Nolan spread the crime scene photos on her desk.
Steeling herself, Jo examined them. The poor girl. Sad, lifeless eyes peering
up at her. Bloodied, broken body splayed against the throw rug, like some
discarded toy.
"Her name's Gina Hill," he said. "Twenty-six. Lived
in West L.A. Three arrests for soliciting."

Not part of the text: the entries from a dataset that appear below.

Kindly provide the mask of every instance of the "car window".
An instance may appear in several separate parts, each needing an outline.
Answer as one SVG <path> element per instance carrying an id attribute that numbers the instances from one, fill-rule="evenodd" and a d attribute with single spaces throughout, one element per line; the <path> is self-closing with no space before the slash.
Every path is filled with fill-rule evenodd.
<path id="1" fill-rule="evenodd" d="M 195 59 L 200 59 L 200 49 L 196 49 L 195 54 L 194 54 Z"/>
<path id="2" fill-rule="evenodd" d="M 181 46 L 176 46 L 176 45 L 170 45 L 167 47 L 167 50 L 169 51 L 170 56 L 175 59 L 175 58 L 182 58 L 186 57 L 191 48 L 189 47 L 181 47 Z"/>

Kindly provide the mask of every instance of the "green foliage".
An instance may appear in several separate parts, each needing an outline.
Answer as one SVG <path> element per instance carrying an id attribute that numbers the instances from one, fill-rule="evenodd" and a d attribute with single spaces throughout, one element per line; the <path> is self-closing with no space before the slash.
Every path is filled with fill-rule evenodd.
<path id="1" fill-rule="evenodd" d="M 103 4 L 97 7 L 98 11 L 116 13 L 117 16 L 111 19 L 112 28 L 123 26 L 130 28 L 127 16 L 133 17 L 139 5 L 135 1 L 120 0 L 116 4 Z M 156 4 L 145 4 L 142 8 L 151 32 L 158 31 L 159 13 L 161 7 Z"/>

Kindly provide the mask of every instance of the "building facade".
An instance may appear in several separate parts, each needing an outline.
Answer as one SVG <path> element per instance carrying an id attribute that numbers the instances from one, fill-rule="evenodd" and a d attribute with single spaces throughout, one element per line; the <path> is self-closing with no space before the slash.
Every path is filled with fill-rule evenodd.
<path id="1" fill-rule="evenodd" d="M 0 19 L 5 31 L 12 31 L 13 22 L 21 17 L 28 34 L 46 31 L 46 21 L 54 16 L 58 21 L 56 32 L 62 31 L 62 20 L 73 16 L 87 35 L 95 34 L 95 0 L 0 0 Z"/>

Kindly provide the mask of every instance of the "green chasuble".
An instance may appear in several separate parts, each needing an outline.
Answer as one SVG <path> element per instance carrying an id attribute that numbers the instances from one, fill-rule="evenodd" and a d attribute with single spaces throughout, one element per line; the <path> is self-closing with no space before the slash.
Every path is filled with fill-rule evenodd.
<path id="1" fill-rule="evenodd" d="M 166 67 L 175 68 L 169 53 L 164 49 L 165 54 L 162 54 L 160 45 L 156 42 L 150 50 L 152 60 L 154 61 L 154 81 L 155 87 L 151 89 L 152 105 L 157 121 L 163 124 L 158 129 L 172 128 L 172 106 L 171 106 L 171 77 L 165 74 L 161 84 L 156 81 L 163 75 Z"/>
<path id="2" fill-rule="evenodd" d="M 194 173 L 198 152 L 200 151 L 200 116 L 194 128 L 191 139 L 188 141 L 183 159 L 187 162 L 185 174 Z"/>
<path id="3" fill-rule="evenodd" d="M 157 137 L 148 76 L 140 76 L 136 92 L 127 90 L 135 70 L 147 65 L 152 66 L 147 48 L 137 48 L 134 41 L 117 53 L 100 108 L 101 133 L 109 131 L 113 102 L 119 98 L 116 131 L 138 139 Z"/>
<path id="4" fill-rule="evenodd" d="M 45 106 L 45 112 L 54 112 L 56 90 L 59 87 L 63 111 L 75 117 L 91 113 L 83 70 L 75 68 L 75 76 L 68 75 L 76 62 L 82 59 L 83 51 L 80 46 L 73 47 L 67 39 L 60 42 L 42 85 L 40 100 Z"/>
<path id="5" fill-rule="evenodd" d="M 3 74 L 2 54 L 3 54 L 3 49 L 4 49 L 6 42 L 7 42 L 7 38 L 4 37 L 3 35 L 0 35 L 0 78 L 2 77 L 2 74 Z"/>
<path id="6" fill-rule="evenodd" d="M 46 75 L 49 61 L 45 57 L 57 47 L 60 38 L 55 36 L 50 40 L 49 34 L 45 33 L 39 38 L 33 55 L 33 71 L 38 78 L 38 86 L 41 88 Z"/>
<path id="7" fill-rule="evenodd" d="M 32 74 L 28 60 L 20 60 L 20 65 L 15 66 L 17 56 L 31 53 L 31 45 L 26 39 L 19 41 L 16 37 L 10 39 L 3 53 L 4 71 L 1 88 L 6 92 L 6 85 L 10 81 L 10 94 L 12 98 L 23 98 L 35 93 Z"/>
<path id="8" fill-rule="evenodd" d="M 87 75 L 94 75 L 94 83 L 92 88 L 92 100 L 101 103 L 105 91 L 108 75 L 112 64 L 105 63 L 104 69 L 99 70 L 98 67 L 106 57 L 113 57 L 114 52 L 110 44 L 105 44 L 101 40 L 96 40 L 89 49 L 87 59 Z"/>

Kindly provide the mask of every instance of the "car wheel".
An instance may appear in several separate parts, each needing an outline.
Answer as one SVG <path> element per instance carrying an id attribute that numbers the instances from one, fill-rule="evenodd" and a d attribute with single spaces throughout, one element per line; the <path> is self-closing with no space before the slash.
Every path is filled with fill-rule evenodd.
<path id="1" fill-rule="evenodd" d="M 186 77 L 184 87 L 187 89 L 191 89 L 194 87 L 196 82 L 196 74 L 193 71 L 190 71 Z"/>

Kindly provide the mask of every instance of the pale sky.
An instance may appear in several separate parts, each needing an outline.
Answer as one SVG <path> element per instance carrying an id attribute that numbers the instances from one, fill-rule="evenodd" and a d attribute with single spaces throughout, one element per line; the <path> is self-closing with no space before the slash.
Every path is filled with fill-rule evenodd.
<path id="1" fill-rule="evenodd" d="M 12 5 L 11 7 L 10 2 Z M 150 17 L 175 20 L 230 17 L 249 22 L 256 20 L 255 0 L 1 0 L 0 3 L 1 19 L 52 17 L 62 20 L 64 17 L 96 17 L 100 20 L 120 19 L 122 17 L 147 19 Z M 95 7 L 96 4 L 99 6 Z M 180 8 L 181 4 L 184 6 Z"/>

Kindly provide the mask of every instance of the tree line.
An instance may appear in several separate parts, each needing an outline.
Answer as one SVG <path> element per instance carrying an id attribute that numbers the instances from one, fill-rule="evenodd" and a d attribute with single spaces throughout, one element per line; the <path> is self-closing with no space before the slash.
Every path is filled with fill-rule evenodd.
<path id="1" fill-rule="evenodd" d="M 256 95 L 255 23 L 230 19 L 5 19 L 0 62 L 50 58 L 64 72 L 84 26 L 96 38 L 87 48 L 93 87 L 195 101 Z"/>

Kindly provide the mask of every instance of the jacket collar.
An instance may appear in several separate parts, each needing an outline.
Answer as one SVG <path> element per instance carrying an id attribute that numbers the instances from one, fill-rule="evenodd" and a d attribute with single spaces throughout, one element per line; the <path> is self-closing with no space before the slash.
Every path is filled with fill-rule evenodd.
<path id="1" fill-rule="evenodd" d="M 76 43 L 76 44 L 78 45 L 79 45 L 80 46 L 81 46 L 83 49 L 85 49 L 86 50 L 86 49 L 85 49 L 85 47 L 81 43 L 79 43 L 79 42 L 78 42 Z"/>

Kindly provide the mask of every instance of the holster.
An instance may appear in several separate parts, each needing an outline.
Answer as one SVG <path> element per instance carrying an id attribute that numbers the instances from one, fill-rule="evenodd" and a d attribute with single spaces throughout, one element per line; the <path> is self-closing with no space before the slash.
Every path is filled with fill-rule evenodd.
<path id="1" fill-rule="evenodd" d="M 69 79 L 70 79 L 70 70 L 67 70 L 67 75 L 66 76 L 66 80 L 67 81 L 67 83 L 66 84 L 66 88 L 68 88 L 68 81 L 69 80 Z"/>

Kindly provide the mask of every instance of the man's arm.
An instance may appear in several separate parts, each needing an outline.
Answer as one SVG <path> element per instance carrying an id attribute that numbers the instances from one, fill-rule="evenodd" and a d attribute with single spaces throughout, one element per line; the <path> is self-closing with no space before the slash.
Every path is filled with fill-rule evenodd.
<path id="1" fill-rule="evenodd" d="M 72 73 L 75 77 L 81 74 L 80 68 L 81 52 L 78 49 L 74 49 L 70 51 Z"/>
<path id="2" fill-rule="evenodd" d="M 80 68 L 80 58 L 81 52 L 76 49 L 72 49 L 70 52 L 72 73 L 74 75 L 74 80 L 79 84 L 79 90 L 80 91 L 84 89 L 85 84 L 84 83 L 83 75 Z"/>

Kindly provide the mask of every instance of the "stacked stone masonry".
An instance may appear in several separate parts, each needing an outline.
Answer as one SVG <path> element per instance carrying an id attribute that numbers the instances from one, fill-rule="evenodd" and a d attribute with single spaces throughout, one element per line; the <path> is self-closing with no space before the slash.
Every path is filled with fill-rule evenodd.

"Pattern's the same," Jo noted, struggling to keep
her voice calm. "Naked, except for the St. Christopher medal."
"Perp loops it around her neck. Since, it's not
blood-spattered or marked up, the M.E. figures it's placed there post-mortem.
Some nutso message from the killer."
"Or maybe some kind of ritual. Isn't Christopher
one of those saints the church has discredited?"
"Yeah, but tell that to a dyed-in-the-wool Catholic
like my mother. She still won't eat meat on Fridays."
Jo carefully picked up one of the photos by the
edges. "Christopher was the patron saint of travelers, right? People prayed
that he'd guide their souls to heaven."
He shrugged. "You're askin' the wrong guy, Doc.
I haven't seen the inside of a church in twenty years." He sat back in
his chair and unwrapped a fresh pack of Camels.